I was very excited. [When I] came home to Terre Haute and wanted to give him something as a gesture of my thanks. I knew the idea of thanking a Nazi doctor was crazy. So I never told any friends or family. I didn’t want him to just give him a thank you card, but something meaningful. For the next 10 months when I had a few minutes free, when I was cooking or doing laundry, I would ask myself “How can I thank Dr. Munch?”

The idea popped into my head: an Auschwitz survivor giving him a letter of forgiveness. What I discovered was life changing — that I, a survivor of Mengele experiments, had the power to forgive.

In 1995 Mozes Kor traveled to Auschwitz with her son and daughter for the 50th anniversary of its liberation. Munch gave her a paper documenting what he had seen while working in the Nazi camp, and she gave him a “Letter of Amnesty.”

We signed the document at the ruins of gas chamber at Birkenau 2. I read mine and signed it, and immediately felt that all the pain I carried around for 50 years was lifted from my shoulders. The souls of millions of people [murdered there] were my witnesses. I immediately felt very free, emotionally liberated by the idea that even I have power over Joseph Mengele, and he cannot do a single thing to change that.

Soon after, Mozes Kor was at the U.S. Holocaust Memorial Museum. She recalls Michael Berenbaum, a scholar who served as director of the museum’s Holocaust Research Institute, giving her a hug and kiss and then saying, “I hate you for that forgiveness. According to Jewish tradition the perpetrator must repent and ask for forgiveness’ for it to be given.

I said, “Do I remain a victim for the rest of my life?” It gives the perpetrator power and I have no power over my life. That is absurd. I decide when I forgive. Maybe this Jewish tradition should be changed. We should never wait for the perpetrator to ask for forgiveness. It is the victim’s right to forgive whenever they want.

On feeling angry:

It is very, very difficult to be an orphan. I was angry with my parents that I, as the youngest in the family, somehow found a way to survive and that my parents could not. Then I felt guilty.
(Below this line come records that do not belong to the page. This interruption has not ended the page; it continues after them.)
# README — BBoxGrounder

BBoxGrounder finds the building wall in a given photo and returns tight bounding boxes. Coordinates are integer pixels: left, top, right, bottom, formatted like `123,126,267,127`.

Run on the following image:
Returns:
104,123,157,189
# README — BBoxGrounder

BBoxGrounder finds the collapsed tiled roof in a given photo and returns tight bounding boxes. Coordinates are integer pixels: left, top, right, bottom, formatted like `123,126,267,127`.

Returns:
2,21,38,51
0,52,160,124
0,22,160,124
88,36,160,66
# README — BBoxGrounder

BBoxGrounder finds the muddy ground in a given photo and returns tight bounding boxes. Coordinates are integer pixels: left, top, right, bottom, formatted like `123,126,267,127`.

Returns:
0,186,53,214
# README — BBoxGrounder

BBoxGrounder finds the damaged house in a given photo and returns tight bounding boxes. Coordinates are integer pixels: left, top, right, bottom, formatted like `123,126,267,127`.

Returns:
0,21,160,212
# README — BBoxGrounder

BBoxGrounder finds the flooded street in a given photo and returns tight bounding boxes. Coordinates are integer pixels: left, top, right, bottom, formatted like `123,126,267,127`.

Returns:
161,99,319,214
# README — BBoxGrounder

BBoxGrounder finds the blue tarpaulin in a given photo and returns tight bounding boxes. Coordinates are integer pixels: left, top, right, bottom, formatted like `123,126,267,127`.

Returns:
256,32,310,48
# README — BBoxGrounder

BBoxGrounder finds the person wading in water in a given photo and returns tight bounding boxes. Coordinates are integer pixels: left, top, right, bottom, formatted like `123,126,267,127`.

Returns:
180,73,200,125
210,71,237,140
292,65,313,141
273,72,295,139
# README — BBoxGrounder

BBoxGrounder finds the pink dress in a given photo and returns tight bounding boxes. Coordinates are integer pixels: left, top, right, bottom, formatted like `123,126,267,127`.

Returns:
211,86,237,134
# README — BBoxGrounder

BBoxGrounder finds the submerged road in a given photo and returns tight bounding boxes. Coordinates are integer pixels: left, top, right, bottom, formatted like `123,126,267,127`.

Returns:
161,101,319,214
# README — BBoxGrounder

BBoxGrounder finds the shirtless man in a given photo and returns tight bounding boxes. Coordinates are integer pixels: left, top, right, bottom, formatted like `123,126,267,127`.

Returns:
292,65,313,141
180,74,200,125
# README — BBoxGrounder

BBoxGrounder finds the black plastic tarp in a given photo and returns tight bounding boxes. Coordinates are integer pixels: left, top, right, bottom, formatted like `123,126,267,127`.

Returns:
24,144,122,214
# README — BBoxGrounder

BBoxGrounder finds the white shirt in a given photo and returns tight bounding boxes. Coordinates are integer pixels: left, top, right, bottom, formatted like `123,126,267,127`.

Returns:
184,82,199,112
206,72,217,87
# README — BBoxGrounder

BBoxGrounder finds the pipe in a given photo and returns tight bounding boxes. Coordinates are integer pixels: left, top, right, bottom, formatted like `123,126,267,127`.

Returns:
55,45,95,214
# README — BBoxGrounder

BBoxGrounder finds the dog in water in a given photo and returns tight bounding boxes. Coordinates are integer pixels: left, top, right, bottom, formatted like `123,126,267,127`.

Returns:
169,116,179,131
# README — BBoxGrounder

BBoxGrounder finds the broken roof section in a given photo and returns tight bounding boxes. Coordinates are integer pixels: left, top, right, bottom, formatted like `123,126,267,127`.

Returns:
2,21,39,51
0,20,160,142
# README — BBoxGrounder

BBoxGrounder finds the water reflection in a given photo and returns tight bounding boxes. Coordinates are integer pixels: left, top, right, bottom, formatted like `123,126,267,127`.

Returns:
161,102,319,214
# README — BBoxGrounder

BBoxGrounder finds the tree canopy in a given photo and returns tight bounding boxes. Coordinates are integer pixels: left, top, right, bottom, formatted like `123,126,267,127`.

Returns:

When I forgave the Nazis I forgave my parents, too. I forgave them for things they didn’t do. My father wanted to emigrate to Palestine in 1935 with my uncle Aaron. They spent a month there to see if they could find a way to make a living. My mother had four little girls under 5. She refused to go, so we remained.

I had to forgive my mother for not going. My father was not exactly the model father. He beat me every day. Not Miriam. My parents were hoping for a boy. My father was ultra-Orthodox and wanted [a male child] to say Kaddish for him. Miriam was born first. I arrived the greatest disappointment to my father. When I was five my father said to me “Eva, you should have been a boy.” I knew somehow it wasn’t my fault and I said so, and my father got very mad at me. For the remainder of my time at home my father found every day an excuse to belt me. I learned to outsmart my father. I learned to defy him. So when I got to Auschwitz I had four-and-a-half years of experience how to do it. I was not a scared kid.

Her advice for someone who struggles with painful feelings of being hurt and feels they cannot forgive the one who hurt them:

Ask yourself a question: Are you tired of hurting and suffering? If the answer is yes, who can help you? Can I forgive in your name? The answer is no. Take a piece of paper, a pen, and write a letter of forgiveness to the person or persons who hurt you. Do not give it to them or mail it to them because that is a toxic relationship. Once you can write and feel it in your heart that you have forgiven, you should feel a sense of liberation from the burden you’ve been carrying around.

Editor’s note: Eva Mozes Kor passed away in 2019.

Debra Nussbaum Cohen is an award-winning journalist in New York City, daughter of a German-born Holocaust survivor and author of “Celebrating Your New Jewish Daughter: Creating Jewish Ways to Welcome Baby Girls into the Covenant” (Jewish Lights, 2001).